Ah yes, the thumb. Let us drop all doings and kneel in praise of it: attorney general of the appendage, paterfamilias of the palm. Rising from the upper ridge of our hands in brazen, three-jointed singularity, the thumb is one of mankind’s defining attributes. It is the flagpole from which our powerful brains flutter and snap above all other animals.

Oh sure, koala bears have thumbs. And, back when lizards were holding down the top of the food chain, there was the odd squawking freak also gifted with the Glory of Thumb. But that was then, and, kinda like ours, their clocks were ticking. Meanwhile, a koala bear with a Skill saw would create too sad and bloody a display for even Mike Holmes to refurbish.

Myself, I’m pretty stoked on my thumbs. They’re probably a bit different than yours, on account of my double metacarpophalangeal joints, which make me the crusher-destroyer of all thumb war throw-downs. But that’s not why I’m so stoked on them.

As is the case with most thumbs, each of mine comes with three bones commanded by eight muscles: four in my forearm and four in my hand. Taken together, this system gives me an opposable digit, which is just wicked when it comes to holding beer bottles, operating Skill saws to the embarrassment of Australian marsupials, and carrying my skateboard out of the park after my ankles, which I’m not so stoked on, twig out on me.

Another thing I often use my thumb for is hitchhiking. When’s the last time you saw a lesser animal doing that? Unless, of course, you’re thinking of that hippy you picked up outside Horseshoe Bay, the dude with the cute, little puppy all romping clumsy on the roadside next to his rucksack. Was it the puppy you wanted to get close to? Or the maddening reek of patchouli oil and the unswerving allegiance to stereotype?

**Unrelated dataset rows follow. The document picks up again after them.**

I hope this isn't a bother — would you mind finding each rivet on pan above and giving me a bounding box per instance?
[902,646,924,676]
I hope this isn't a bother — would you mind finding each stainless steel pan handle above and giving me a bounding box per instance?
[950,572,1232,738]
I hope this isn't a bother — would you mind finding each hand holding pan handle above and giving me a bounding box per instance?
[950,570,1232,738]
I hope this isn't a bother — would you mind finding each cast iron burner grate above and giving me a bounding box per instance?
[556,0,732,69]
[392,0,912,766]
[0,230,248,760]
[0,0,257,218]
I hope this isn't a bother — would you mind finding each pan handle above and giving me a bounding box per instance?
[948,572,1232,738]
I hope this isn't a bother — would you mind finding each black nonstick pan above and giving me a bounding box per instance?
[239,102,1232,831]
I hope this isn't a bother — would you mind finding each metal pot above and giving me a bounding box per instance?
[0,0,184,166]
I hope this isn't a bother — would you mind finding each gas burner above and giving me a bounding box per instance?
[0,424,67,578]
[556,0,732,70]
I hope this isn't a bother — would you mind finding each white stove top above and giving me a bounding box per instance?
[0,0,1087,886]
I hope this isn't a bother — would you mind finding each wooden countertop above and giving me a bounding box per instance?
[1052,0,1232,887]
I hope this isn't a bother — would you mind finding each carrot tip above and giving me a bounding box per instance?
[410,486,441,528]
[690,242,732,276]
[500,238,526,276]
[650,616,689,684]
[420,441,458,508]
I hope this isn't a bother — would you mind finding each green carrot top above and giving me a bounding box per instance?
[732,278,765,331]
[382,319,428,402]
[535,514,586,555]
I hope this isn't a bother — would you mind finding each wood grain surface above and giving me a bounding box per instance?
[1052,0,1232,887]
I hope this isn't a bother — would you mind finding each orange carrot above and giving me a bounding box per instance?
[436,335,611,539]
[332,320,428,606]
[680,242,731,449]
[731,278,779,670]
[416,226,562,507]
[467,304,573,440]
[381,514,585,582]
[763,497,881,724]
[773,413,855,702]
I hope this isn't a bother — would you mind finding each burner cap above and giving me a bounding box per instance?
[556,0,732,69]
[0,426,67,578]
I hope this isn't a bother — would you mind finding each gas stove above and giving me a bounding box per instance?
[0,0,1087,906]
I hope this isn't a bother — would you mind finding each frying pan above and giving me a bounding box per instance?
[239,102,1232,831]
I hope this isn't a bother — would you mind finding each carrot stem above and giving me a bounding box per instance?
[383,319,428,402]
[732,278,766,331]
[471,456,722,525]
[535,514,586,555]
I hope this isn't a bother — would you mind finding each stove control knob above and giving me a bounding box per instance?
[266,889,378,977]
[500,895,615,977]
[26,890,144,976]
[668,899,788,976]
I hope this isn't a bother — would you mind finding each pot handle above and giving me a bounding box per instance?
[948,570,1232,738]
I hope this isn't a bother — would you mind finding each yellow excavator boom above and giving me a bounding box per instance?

Yes — I like puppies, too. But it’s a trick, and you should know that.

Nevermind Jack Kerouac, Here’s Ford Prefect

One of the worst things about hitchhiking is the association it carries with Jack Kerouac’s On the Road . I hate that book because it’s so boring, although it’s entirely possible that I’m too shallow to understand it. More possible still is that I just think William Burroughs was cooler.

Besides, far better literary associations can be found with Tom Robbins and Kurt Vonnegut. The latter had his alter ego, Kilgour Trout, hitching all over the place in Breakfast of Champions , while the former, in Even Cowgirls Get the Blues , creates a saucy protagonist with a thumb so huge it brings her fame. Those books were just too weird to be boring.